Honest People More Likely to Apologize, Study FInds
We were all taught to say it in the playground and everyone learnt later to always say it to our spouses but it seems people with particular personality traits are more willing to actually apologise when they transgress.
A Western Australian-led study found people who are honest and humble and conscientious are more likely to say sorry with one sample group suggesting people who were agreeable were more likely to say sorry too.
The research, published last month in the journal Personality and Individual Differences, examined six personality traits—honesty-humility, emotionality, extraversion, agreeableness, conscientiousness and openness to experience.
Together these personality traits are known as the ‘HEXACO’ model.
UWA psychologist Patrick Dunlop says he had the idea for the study after reading research linking apologising to wellbeing and having a soft heart.
“I thought ‘[a willingness to apologise] is an interesting construct’ because we all have a few friends in our lives who just never apologise,” he says.
“Even when it has been demonstrated with absolute 100 per cent certainty that a person transgressed…some still refuse to apologise for it.”
Apologising about Power Positions
Dr Dunlop says saying sorry involves acknowledging that what you’ve done is wrong and putting yourself in a position of less power—things people low on honesty-humility might struggle with.
He says honesty-humility captures the extent to which people are inclined to be upfront, genuine, not susceptible to fraud, comfortable living modest lifestyles and not materialistic or self-important.
“People who are very high on these traits are sincere with people, they’re fair- minded, they wouldn’t cheat, they don’t really need to accumulate and show off their wealth,” Dr Dunlop says.
“People who are very low on this trait…they tend to be quite comfortable manipulating others by lying to them or laughing at their crappy jokes or flattering them.

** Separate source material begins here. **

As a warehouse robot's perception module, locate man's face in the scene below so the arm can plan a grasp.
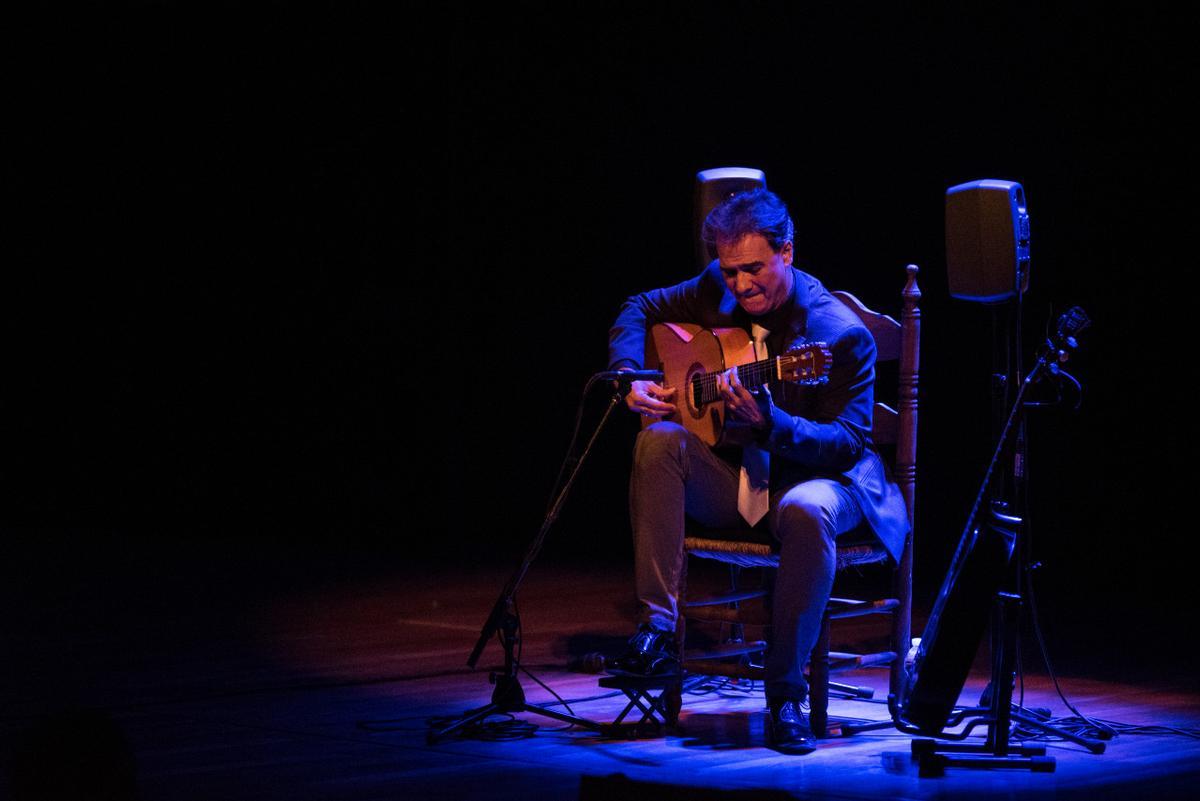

“They’re more easily susceptible to opportunities to steal or cheat if they think they can get away with it, and they’re going to need the fastest, shiniest car, the biggest house on the block, the biggest flat screen.”
The research team was surprised at the link between apologising and conscientiousness, Dr Dunlop says.
“Conscientiousness is really typically thought of more as a task orientation-type personality factor,” he says.
“We speculated that…maybe if you feel like you owe somebody an apology and you haven’t done it, you haven’t apologised, then you might feel like there’s a ‘task’ that’s still floating around and needs resolving.”